L’action Opendoor grimpe de 22 % lundi, mais voici pourquoi les analystes conseillent la prudence

L’action Opendoor grimpe de 22 % lundi, mais voici pourquoi les analystes conseillent la prudence
Devesh Kumar
18 août 2025, 16:54 PM
  • La PDG Carrie Wheeler démissionne ; Shrisha Radhakrishna nommé président par intérim.
  • Les résultats du T2 montrent un chiffre d’affaires de 1,6 milliard de dollars et un premier BAIIA ajusté positif depuis 2022.
  • Les analystes préviennent que la dette et les risques de marché pourraient maintenir la volatilité des actions.

L’action Opendoor (NASDAQ : OPEN) a bondi de près de 22 % lundi.

Il s’agit du dernier d’une série de mouvements importants pour la société immobilière numérique, qui a été en larmes ce trimestre après avoir affiché de solides résultats au deuxième trimestre et secoué son équipe de direction.

Les investisseurs se sont multipliés et la course de l’action a fait tourner les têtes.

Ce qui est ressorti cette fois-ci, c’est que le rallye n’était pas lié à une nouvelle annonce de l’entreprise. La hausse est principalement venue d’une vague d’achats au détail et d’un pic de discussions sur les actions mèmes sur Reddit et X.

Ce genre de buzz sur les réseaux sociaux a été à l’origine d’une grande partie de la volatilité des actions Opendoor cette année, le sentiment poussant souvent l’action plus que les fondamentaux réels de l’entreprise.

L’action Opendoor rebondit malgré les inquiétudes liées à la dette

Le rallye d’Opendoor à la mi-août est survenu après une semaine de transactions intenses et d’intérêt à découvert élevé, ce qui, selon les analystes, a ouvert la voie à une compression à découvert qui a poussé l’action à la hausse.

Cet élan est également lié aux résultats du deuxième trimestre de la société, qui ont montré un chiffre d’affaires de 1,6 milliard de dollars et son premier EBITDA ajusté positif depuis 2022, un signe de progrès, même s’il reste de nombreux défis à relever.

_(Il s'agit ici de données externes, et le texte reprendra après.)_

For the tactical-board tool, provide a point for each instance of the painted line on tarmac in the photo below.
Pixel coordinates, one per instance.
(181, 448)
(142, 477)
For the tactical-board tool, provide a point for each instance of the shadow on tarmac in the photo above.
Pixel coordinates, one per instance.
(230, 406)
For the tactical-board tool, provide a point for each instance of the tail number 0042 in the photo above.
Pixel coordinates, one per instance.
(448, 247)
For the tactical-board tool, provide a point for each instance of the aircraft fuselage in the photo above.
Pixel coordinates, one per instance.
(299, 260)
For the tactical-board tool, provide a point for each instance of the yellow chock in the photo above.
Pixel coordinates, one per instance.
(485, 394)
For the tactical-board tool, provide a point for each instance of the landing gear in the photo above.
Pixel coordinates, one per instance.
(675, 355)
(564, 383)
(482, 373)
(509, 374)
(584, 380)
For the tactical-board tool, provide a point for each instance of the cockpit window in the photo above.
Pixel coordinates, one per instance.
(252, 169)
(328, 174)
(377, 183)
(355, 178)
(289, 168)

Ajoutant à l’équation, la PDG Carrie Wheeler a démissionné sous la pression d’investisseurs activistes, une décision qui a donné encore plus d’énergie au rallye.

Le conseil d’administration a nommé Shrisha Radhakrishna comme président par intérim, et les traders parient que cela pourrait signifier une nouvelle stratégie et peut-être un revirement.

Dans le même temps, Opendoor a effacé l’exigence de prix d’offre minimum du Nasdaq, apaisant les craintes de radiation qui pesaient sur l’action.

Même avec tout le buzz, les questions autour de l’activité réelle d’Opendoor n’ont pas vraiment disparu. L’entreprise est toujours très endettée, car le ratio d’endettement est en hausse de près de 3,5 et elle a perdu environ 300 millions de dollars au cours de la dernière année.

C’est difficile à ignorer. Et bien que l’action ait rebondi sur son élan, elle est toujours bien en deçà de ce qu’elle était en 2021.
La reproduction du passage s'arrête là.